IL TEMPO - MENGHI - Il futuro nelle mani esperte di Ranieri. Aplomb inglese da perfetto Sir, il miracolo Leicester nel bagaglio e la missione Champions da conquistare: il tifoso-allenatore è pronto a prendersi carico della Roma, che per lui «significa tutto» e tanta era la voglia di tornare che non ci ha dormito la notte. La prima giornata del grande ritorno nella capitale è cominciata all'alba, intorno alle 6, in una piovosa Londra, da lì è partito il volo privato diretto all'aeroporto di Ciampino, atterrato verso le 10.30 senza attirare le attenzioni degli ultras. A prelevarlo c'era un'auto della società, che l'ha portato a casa sua ai Parioli per una breve sosta in famiglia, prima di dirigersi verso Villa Stuart, dove il tecnico si è sottoposto alla visita per l'idoneità sportiva obbligatoria per chiunque vada in campo. Una volta sbrigate queste formalità, si sono aperti per lui i cancelli di Trigoria, proprio come nove anni e mezzo fa quando era stato esonerato. Il Ranieri bis è cominciato. Prima una chiacchierata con i dirigenti, con cui si è fermato a pranzo, l'abbraccio con Totti e il discorso alla squadra, tutti riuniti nello spogliatoio con lo stesso obiettivo: giocare la prossima Champions League. Il primo vero allenamento ci sarà oggi alle 11, quello di ieri con 7-8 giocatori a disposizione non è stato illuminante. Nelle prossime ore sono attesi anche i due collaboratori scelti per questa breve avventura, Paolo Benetti, il fidato vice, e Carlo Cornacchia, ex compagno dell'allenatore a Cagliari e Napoli. Lavorerà con loro per i tre mesi da contratto (senza clausole o garanzie di rinnovo), poi si vedrà perché è presto per pensare ad un futuro da dirigente, c'è da sistemare le cose in campo: «Ho la Roma nel mio DNA. Sono tornato a casa, era impossibile dire di no. Trigoria l'ho trovata cambiata, si sta dando una struttura da squadra internazionale e da tifoso non può che farmi piacere. Chiederò ai giocatori di dare il meglio, di sentire la Roma come tutti i tifosi vogliono: solo così
mi sentirò appagato. Il risultato è importante, ma è altrettanto importante per me che loro diano tutto nei 90'. Devo valutare l'aspetto psicologico dei ragazzi, devono saper reagire da uomini.

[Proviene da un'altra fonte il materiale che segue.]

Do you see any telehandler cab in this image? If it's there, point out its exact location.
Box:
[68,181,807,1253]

Siamo fortunati, pagheremmo per stare nella Roma e dovremo fare di tutto per questo. Dovremo tirare fuori il meglio che abbiamo, ci giochiamo il futuro in 12 giornate, c'è la possibilità di tornare in Champions. I ragazzi sono sensibili, alcuni potrebbero essere non abituati, essendo giovani, ad una piazza così importante. Stategli vicino, incoraggiateli soprattutto nei momenti difficili. Chi soffre veramente alla fine siamo noi tifosi». Il primo discorso di Ranieri (la presentazione ufficiale ci sarà domani) unisce la passione romanista agli obblighi del mestiere, con cui dall'alto dei suoi 67 anni ha una certa dimestichezza: «Sono cambiato, se sono stato chiamato dalla Roma significa che mi sono aggiornato. Non mi abbandona la voglia di migliorarmi».

Qui ha sfiorato uno scudetto, qualcuno lo ricorderà, anche se a sentire l'ex Garcia «a Roma, più che in altri posti, hanno la memoria corta e manca la pazienza: è vergognoso mandare via Di Francesco, un bravo allenatore che li ha portati in semifinale di Champions». Ma chi vive nel presente e vede i risultati di quest'anno non può permettersi di lasciare che le cose si trascinino avanti da sole, senza intervenire: «Abbiamo l'obiettivo - sottolinea Pallotta - di finire più in alto possibile in classifica e abbiamo deciso di chiamare un allenatore che conosce il club, comprende l'ambiente e sa motivare i giocatori». Perché Ranieri «non è solo un tifoso della Roma, è uno - giura Totti - dei tecnici più esperti nel mondo del calcio e noi ora abbiamo bisogno di mani esperte». Per scrivere un futuro ancora in Champions League.